Speaking at the Federal Executive Council meeting on Wednesday, Zainab Ahmed, Minister of Finance, said removal of subsidy would have negative effect on vulnerable Nigerians.
Ahmed explained that while the country appreciates the advice of the International Monetary Fund (IMF), what works for others may not be operable within Nigeria’s context, describing the country as unique.
She said the government is still considering various options and until a decision is reached, no action will be taken.
“In some countries, they provided buses to transport people, in some countries they provide subsidies in a manner that the people that are directly requiring the subsidies.
“We have not found a way to do it. What we are doing now, the subsidy, it is everybody that it benefiting, whereas it is the people who are really vulnerable that need subsidy.

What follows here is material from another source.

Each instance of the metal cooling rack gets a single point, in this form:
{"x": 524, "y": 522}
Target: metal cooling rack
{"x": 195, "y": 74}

“So, in the executive with the support of the legislature, we have to find a formula that will work for Nigeria. And until we do that, we should not be contemplating removing the subsidy because, indeed when we do, there will be people that will suffer. So, we are not yet there.
“We discussed this periodically under the Economic Management Team but we still haven’t found a formula that works for Nigeria. And you know that Nigeria is unique. What works for Ghana might not work here.

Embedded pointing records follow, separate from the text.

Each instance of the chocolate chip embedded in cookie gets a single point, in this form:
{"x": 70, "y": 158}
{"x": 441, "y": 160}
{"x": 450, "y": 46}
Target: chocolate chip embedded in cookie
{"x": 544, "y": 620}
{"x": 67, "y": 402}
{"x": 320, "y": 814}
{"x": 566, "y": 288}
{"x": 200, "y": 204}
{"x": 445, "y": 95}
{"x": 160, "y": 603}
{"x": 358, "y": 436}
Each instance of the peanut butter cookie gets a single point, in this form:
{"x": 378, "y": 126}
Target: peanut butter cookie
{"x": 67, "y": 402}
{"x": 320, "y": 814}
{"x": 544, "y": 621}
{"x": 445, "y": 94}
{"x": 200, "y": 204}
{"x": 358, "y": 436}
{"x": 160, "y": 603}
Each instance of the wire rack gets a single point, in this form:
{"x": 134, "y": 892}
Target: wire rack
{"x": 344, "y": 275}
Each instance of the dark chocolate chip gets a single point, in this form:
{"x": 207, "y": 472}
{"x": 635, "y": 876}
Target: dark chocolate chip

“So, it’s still work in progress for and there is no intention to remove fuel subsidy at this time,” Ahmed said.
It would be recalled that Christine Lagarde, Managing Director of the IMF had advised Nigeria and other countries to remove fuel subsidy, saying the money spent on subsidy can be redirected to health and education.
Four days after making the suggestion, Ibe Kachikwu, Minister of State for Petroleum Resources, said the landing cost of petrol is now N180 per litre, with the federal government spending N1.86bn on subsidy daily.